Se eu não tenho uma pegada global ainda, começo pensando sobre quais países. Se eu quero ir para os Estados Unidos, há um motivo a mais. Se eu exportar do Brasil, pago tarifa de 50%. Se eu produzir lá, tenho zero. Um caso interessante é o da Weg. Ela tem um footprint global, mas está na China para atender à China e competir no mercado local e,de lá, vender para o resto do mundo. 

Como vê as perspectivas para a economia da Europa? 

A Europa tem uma crise de identidade, que é encontrar seu espaço numa economia onde há essa polarização entre os Estados Unidos e a China. Há um questionamento que hoje está muito forte na Europa: como encontrar um meio-termo? Se a Europa regula tanto, pode ser que ela se atrase na corrida da IA, por exemplo. 

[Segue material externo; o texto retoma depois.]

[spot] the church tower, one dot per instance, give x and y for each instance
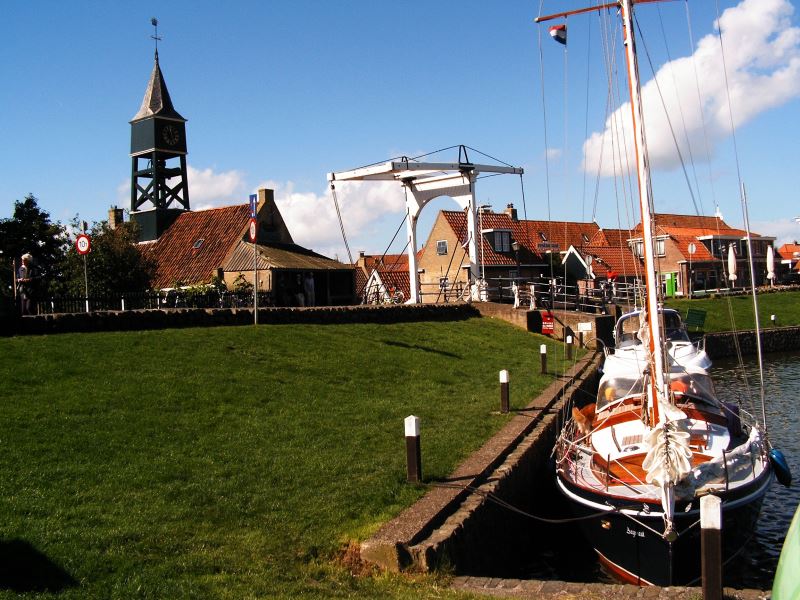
(158, 160)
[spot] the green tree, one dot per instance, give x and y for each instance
(115, 264)
(30, 230)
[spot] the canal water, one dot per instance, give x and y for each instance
(756, 565)
(560, 552)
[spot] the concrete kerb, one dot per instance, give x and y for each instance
(421, 537)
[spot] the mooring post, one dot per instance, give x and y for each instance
(413, 454)
(504, 391)
(711, 546)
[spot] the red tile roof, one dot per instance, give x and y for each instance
(695, 225)
(457, 220)
(701, 253)
(396, 279)
(789, 251)
(361, 282)
(611, 237)
(563, 233)
(390, 262)
(180, 262)
(711, 224)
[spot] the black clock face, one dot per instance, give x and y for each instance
(171, 135)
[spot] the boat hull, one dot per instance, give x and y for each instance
(629, 543)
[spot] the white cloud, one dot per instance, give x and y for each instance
(762, 55)
(553, 153)
(312, 220)
(207, 188)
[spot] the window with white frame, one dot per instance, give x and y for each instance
(502, 241)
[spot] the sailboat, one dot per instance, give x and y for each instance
(635, 463)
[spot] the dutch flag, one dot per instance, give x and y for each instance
(559, 33)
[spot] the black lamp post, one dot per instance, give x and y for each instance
(515, 247)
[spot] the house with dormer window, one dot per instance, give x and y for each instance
(692, 251)
(206, 245)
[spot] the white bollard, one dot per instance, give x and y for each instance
(413, 455)
(504, 391)
(711, 546)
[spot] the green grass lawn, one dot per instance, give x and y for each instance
(726, 313)
(235, 462)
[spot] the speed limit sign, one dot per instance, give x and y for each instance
(83, 244)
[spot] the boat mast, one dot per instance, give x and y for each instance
(656, 351)
(645, 203)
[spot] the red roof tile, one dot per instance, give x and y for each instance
(457, 220)
(396, 279)
(701, 253)
(618, 259)
(563, 233)
(390, 262)
(789, 251)
(611, 237)
(180, 262)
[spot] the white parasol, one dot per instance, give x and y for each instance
(731, 263)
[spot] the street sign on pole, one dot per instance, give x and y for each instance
(83, 245)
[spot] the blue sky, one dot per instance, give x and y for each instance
(279, 93)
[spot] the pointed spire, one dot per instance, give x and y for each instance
(156, 97)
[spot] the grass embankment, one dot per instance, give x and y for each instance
(728, 313)
(235, 462)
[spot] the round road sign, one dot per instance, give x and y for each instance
(252, 230)
(83, 244)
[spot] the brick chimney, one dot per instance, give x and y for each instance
(115, 217)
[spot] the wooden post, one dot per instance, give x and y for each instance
(504, 391)
(711, 546)
(413, 454)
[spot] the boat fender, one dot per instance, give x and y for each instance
(734, 419)
(781, 467)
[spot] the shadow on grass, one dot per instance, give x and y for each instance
(24, 569)
(418, 347)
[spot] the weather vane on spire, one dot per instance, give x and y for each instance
(155, 36)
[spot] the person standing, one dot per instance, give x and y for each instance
(25, 284)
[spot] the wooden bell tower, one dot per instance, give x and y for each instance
(158, 159)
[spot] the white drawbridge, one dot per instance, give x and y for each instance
(425, 181)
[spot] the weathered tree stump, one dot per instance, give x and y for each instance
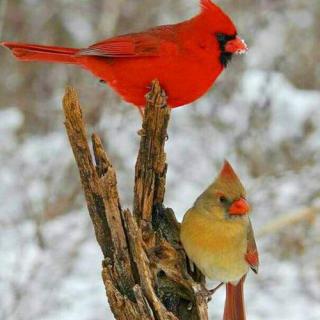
(145, 271)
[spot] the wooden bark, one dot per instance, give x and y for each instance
(145, 271)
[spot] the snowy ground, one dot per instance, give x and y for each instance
(264, 118)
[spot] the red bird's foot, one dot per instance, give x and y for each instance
(161, 99)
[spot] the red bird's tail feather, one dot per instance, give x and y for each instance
(234, 306)
(35, 52)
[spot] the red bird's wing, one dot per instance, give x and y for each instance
(146, 44)
(252, 256)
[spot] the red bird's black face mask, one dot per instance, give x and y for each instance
(230, 45)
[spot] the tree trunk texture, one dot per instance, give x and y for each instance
(145, 270)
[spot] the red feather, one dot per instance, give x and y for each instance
(184, 57)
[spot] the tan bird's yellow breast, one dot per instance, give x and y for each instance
(217, 247)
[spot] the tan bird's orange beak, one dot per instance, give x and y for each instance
(239, 207)
(236, 46)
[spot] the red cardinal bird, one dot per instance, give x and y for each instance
(218, 237)
(186, 57)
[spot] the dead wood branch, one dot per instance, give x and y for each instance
(145, 271)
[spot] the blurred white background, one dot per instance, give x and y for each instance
(263, 115)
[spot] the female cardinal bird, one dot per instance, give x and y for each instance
(217, 236)
(186, 57)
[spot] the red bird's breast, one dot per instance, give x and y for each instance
(184, 75)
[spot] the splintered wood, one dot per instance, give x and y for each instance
(145, 270)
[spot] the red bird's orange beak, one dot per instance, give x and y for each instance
(236, 46)
(239, 207)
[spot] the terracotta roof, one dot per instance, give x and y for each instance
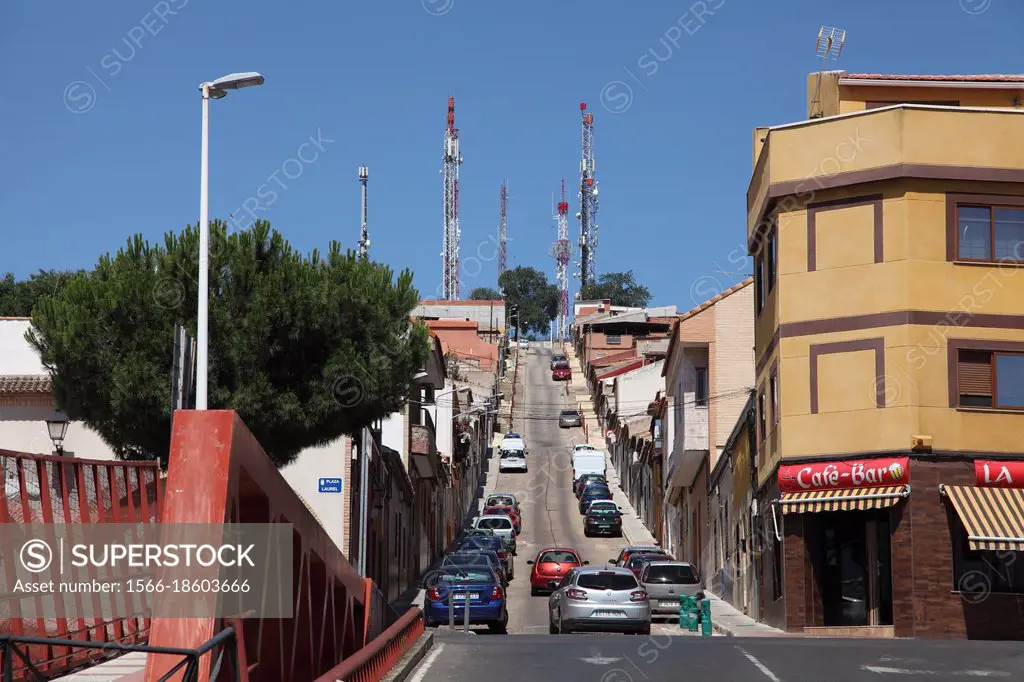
(25, 385)
(715, 299)
(978, 78)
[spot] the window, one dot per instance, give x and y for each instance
(759, 285)
(773, 383)
(984, 572)
(700, 392)
(986, 379)
(762, 420)
(989, 232)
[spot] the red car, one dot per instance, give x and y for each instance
(552, 564)
(503, 510)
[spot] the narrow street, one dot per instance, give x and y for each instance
(551, 518)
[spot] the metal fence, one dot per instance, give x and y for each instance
(43, 488)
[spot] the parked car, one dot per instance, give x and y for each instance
(638, 560)
(624, 555)
(594, 492)
(451, 586)
(501, 524)
(478, 557)
(551, 564)
(508, 510)
(492, 543)
(598, 599)
(665, 581)
(602, 520)
(579, 484)
(512, 460)
(569, 418)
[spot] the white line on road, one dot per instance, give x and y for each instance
(421, 673)
(881, 670)
(760, 666)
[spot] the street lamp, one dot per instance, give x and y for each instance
(57, 428)
(215, 90)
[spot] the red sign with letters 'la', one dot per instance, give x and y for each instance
(840, 475)
(998, 474)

Por outro lado, talvez a Europa seja o único ponto central do mundo que é um continente dominado por democracias, dado o nível de instabilidade institucional nos Estados Unidos e a condição da China. De alguma forma, a Europa conseguiu resistir. 

Dos meus filhos hoje, um está na Itália, outro na Holanda. Nós somos franceses e é como se eles tivessem se mudado do Rio para São Paulo. Mesmo telefone, mesma conta de banco. Enquanto os Estados Unidos estão brigando com o Canadá e o México, [a Europa] é um outro mundo, bem mais estável. 

Como as restrições a alunos estrangeiros nos EUA trazem reflexos para as universidades na Europa?

Com os dados atuais, não consigo enxergar nenhuma mudança que já se tenha se manifestado. No longo prazo, se ficar muito difícil ir para os Estados Unidos, as pessoas poderão buscar outras escolas de negócios, como a Insead. 

Além disso, fica cada vez mais importante preservar e defender um mundo multilateral. A escola [Insead] foi fundada depois da Segunda Guerra Mundial para ajudar a Europa a se reconstruir, por meio de uma escola de negócios. Eram países que estavam lutando e começaram a estudar juntos novamente. 

Um segundo ponto interessante é que a gente não tem nenhuma nacionalidade predominante. É a política da escola não ter turmas predominantes de americanos, de franceses ou de Singapura. Eu trabalhei em Harvard, na London Business School, e em Wharton. Três escolas ótimas, mas com centro de gravidade, que é anglo-saxão. Há uma discussão no grupo e há um pensamento predominante ali. A gente procura um modelo que valoriza a mistura e os pontos de vista diferentes. 

Neste momento, o governo Trump tem pressionado as universidades americanas a mudarem suas diretrizes, como a inclusão de minorias. Quais serão os efeitos disso?

A gente tem que separar o que são os Estados Unidos, o que é o Trump e o que é a universidade americana. É uma potência impressionante, que tem muitos centros de pesquisa. Eu não diria que as universidades americanas estão adotando um pensamento de uma só visão. Mas tem a pressão financeira [do governo Trump] e não é fácil você manter uma independência. Isso ocorre também em outras partes do mundo. 

Mas tirando qualquer política, eu acho que há mais um sentimento de um mundo polarizado. Na França não seria diferente. Quando você tem maioria, você polariza. E fica com campo A contra campo B. Quando você está em ambientes multilaterais, essa formação de maioria não é fácil. O mundo, afinal, é multipolar.